Introductory Seminars for First-Year Students

The Ethical Gangster: How to be Moral, How to be Good—Mafia Style

ENGLISH 67N

Is there a difference between being moral and being good? Does it matter? Does knowing the difference matter at all to how a person should conduct him or herself in close relationships, in social groups, in professional life, in politics? The answer to all these questions is a resounding yes. This class will explore human moral psychology:  the intuitions we have about right and wrong, fair and unfair, harm, justice, loyalty, authority, sanctity, freedom and oppression. We will then relate these intuitions to systematic ethical theories of right and wrong.  We will do so by immersing ourselves in a somewhat surprising source—the greatest hits of Mafia movies from Little Caesar to The Sopranos. We will also consider recent findings in experimental moral psychology.

Meet the Instructor(s)

Blakey Vermeule

Blakey Vermeule is a professor of English and earned her B.A. from Yale and Ph.D. from UC Berkeley.
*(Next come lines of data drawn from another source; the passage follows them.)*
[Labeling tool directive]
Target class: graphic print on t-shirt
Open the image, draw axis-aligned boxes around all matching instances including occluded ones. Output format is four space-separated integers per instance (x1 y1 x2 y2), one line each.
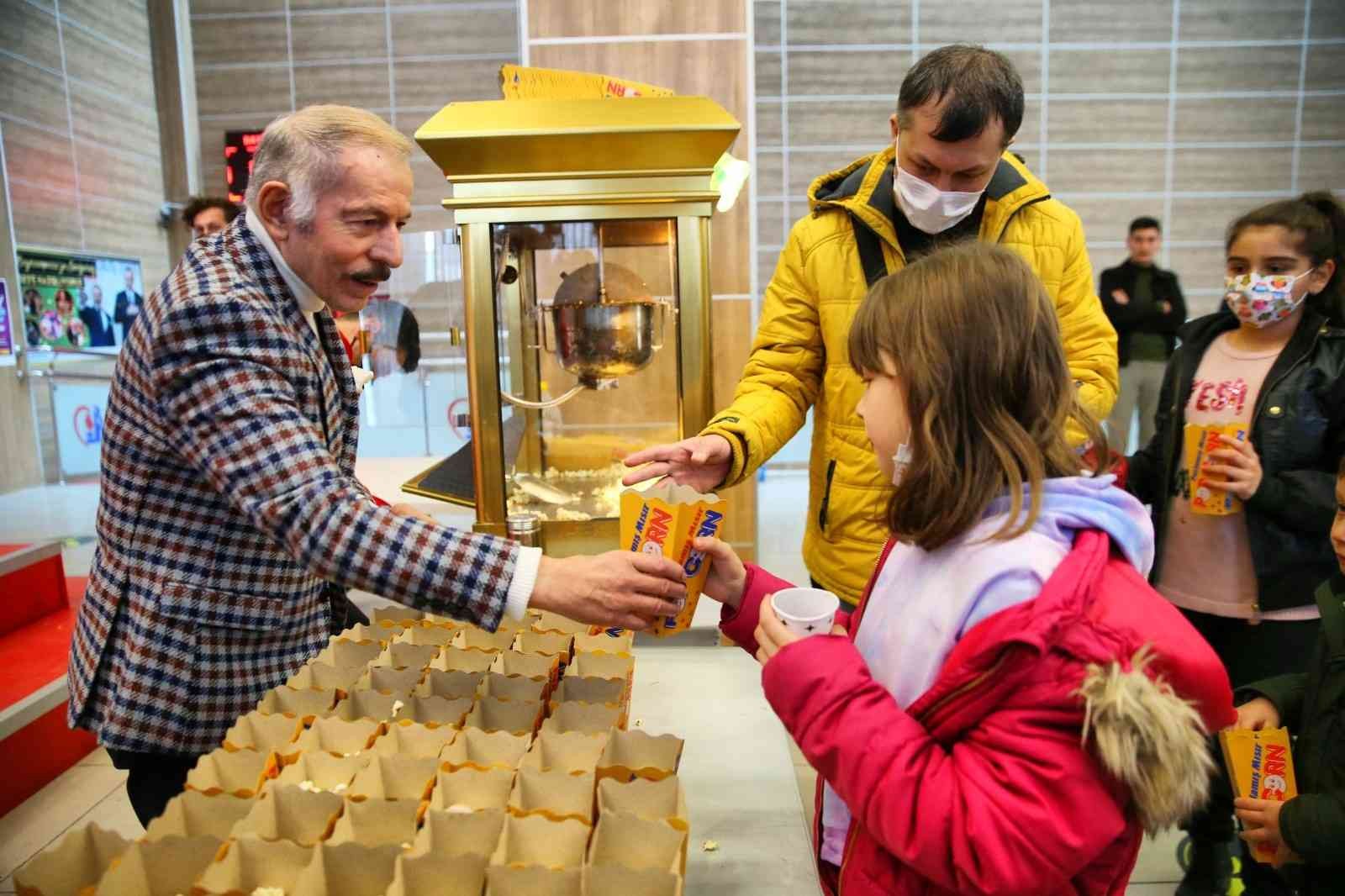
1190 377 1251 419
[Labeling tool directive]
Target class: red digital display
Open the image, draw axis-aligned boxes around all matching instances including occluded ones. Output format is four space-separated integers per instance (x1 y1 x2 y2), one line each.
224 130 261 202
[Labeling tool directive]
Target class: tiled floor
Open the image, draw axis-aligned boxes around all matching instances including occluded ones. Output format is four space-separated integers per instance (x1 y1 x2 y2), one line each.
0 473 1179 896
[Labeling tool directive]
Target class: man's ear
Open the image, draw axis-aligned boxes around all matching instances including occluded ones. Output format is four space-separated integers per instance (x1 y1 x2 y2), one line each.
256 180 291 242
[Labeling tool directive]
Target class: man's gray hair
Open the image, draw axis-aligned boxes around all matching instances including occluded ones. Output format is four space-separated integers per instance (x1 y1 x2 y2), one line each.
246 105 412 229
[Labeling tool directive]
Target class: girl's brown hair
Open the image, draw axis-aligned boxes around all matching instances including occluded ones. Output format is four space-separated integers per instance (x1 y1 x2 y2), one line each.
849 242 1107 551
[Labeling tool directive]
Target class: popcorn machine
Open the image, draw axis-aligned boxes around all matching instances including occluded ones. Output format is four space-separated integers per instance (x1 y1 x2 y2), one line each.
404 96 740 556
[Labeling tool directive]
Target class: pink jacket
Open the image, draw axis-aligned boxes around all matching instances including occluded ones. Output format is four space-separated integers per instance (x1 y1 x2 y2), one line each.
721 530 1236 896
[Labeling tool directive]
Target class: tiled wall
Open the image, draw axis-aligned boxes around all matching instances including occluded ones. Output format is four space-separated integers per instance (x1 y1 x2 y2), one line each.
191 0 756 547
0 0 170 487
0 0 168 282
753 0 1345 312
191 0 520 230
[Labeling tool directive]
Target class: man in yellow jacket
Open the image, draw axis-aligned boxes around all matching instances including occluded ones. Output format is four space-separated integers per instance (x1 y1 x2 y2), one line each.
625 45 1118 603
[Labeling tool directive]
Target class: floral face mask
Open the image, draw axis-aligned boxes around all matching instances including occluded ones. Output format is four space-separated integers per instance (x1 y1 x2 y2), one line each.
1224 271 1311 327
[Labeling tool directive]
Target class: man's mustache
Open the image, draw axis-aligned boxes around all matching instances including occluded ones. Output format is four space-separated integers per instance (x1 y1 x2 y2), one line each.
351 264 393 282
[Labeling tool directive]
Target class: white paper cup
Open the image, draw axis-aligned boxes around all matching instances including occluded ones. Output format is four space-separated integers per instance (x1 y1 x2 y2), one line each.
771 588 841 636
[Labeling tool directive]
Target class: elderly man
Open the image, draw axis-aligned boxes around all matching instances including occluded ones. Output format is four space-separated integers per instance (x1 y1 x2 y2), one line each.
79 284 117 349
112 266 141 342
625 45 1116 604
69 106 684 822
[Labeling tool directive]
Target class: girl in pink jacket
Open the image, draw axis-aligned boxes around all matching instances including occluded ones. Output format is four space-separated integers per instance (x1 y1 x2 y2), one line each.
697 244 1236 896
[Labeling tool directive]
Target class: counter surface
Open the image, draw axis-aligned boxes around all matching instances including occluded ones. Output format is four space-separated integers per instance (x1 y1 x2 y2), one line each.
630 624 820 896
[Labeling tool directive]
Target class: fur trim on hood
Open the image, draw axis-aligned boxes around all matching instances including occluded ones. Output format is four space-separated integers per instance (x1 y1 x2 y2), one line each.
1076 647 1215 834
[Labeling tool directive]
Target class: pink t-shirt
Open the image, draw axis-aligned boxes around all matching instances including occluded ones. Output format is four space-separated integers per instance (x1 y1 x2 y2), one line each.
1157 332 1310 619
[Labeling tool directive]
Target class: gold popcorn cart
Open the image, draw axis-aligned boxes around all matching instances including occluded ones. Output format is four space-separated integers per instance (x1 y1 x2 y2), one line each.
404 96 740 556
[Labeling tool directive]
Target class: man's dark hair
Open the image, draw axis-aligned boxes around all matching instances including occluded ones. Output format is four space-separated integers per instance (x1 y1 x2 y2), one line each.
897 43 1022 146
182 197 240 228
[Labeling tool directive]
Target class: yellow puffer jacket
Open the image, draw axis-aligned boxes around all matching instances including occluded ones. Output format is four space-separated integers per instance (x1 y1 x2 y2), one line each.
704 146 1118 603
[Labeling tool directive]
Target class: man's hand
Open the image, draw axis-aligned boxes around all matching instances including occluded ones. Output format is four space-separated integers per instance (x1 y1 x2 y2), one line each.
621 436 733 491
388 504 440 526
691 538 748 609
1233 697 1279 730
1205 436 1262 500
529 551 686 631
1233 797 1300 867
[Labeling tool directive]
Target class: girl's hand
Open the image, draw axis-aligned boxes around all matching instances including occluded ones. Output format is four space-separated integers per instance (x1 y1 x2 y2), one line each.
691 538 748 609
755 594 803 666
1205 436 1262 500
1233 697 1279 730
1233 797 1298 867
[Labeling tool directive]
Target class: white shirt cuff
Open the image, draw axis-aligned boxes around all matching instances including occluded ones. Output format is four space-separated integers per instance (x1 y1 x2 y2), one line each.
504 547 542 619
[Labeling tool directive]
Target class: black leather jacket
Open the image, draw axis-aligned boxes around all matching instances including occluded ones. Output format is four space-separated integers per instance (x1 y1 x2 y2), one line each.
1098 260 1186 367
1126 308 1345 611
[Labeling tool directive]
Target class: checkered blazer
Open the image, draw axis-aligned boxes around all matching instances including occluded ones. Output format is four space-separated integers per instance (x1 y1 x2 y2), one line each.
69 215 518 753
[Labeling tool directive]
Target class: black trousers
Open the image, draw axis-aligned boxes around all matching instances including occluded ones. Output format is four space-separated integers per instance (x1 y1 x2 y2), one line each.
1182 609 1321 894
108 750 199 827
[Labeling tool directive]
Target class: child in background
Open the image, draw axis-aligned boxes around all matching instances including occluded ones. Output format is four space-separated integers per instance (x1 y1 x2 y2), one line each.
695 244 1233 896
1126 192 1345 896
1235 457 1345 896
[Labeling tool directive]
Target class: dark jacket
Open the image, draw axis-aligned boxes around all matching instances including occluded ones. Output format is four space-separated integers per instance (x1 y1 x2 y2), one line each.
1098 260 1186 367
79 305 117 349
1125 308 1345 611
1237 573 1345 893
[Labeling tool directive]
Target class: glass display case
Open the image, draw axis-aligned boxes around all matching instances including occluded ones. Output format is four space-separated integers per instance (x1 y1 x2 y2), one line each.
491 218 681 520
405 97 738 556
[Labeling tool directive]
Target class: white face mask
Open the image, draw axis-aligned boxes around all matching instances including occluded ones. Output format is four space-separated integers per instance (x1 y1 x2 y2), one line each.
893 155 984 235
1224 271 1313 329
892 443 910 486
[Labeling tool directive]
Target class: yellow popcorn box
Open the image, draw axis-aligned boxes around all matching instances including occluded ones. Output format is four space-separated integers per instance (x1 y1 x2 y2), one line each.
621 479 724 638
1219 728 1298 864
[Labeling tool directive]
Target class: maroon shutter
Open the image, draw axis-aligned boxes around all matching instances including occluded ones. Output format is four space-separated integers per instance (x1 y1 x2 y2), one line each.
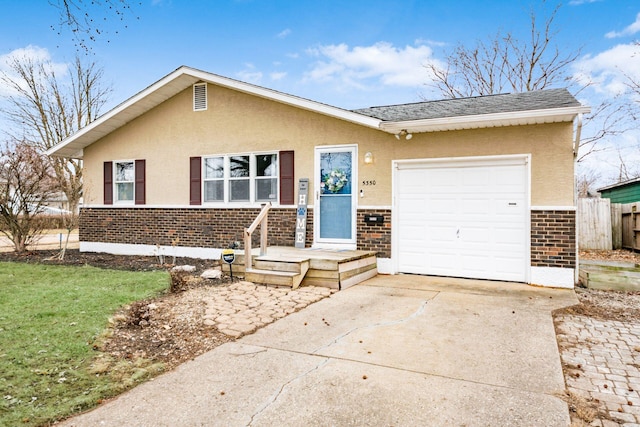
189 157 202 205
279 151 295 205
104 162 113 205
134 160 146 205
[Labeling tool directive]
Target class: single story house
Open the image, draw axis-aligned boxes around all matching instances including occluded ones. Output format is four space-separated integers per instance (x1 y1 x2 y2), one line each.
598 178 640 204
49 67 589 287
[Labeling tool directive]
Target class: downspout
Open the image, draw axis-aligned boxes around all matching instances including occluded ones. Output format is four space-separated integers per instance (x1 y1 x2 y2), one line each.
573 113 582 285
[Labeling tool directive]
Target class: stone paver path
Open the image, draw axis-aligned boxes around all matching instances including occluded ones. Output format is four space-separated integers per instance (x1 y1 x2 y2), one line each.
203 281 335 338
556 315 640 427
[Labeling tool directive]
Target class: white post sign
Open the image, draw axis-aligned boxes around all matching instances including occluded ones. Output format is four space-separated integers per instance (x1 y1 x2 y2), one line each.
296 178 309 249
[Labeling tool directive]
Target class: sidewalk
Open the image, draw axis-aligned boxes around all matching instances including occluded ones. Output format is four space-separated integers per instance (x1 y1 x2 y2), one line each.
62 275 577 426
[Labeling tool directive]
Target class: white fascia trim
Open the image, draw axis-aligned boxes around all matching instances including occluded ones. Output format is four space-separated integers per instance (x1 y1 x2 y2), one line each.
80 202 297 209
46 66 382 157
186 67 382 129
531 206 576 211
380 106 591 134
80 242 222 259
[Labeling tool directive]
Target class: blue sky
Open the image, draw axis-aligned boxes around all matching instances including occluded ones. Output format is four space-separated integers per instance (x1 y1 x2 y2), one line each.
0 0 640 186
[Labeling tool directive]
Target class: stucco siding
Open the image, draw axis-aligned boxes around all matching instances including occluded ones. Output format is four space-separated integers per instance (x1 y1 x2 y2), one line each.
84 84 574 207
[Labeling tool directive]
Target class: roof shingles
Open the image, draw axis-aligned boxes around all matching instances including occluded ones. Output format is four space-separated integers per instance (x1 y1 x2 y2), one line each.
353 89 580 122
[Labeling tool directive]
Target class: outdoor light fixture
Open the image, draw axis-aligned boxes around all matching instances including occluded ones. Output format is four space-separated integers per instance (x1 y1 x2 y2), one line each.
396 129 413 141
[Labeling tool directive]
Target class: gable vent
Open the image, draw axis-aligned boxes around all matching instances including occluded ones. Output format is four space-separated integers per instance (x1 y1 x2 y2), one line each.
193 83 207 111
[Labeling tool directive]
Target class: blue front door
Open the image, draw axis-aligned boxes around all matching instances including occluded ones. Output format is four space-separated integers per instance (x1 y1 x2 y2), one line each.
316 146 357 244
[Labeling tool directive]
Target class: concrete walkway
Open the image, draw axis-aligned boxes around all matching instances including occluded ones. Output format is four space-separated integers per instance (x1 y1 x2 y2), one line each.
63 275 577 426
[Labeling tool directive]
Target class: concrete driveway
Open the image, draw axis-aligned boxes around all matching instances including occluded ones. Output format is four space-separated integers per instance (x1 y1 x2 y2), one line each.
64 275 577 426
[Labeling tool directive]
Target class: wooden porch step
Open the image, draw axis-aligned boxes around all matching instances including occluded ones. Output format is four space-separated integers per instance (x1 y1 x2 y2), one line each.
253 255 309 274
244 260 309 289
222 248 378 289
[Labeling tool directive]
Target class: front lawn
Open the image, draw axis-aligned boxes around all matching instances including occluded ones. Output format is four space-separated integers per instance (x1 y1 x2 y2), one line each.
0 262 169 426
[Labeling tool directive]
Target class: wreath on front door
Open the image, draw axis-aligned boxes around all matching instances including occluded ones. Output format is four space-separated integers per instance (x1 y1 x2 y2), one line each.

Her research interests include cognitive and evolutionary approaches to art, philosophy, and literature; British literature from 1660-1820; post-Colonial fiction, satire, and the history of the novel. She is the author of The Party of Humanity: Writing Moral Psychology in Eighteenth-Century Britain (2000) and Why Do We Care About Literary Characters? (2009). She is currently working on a book about what mind science has discovered about the unconscious.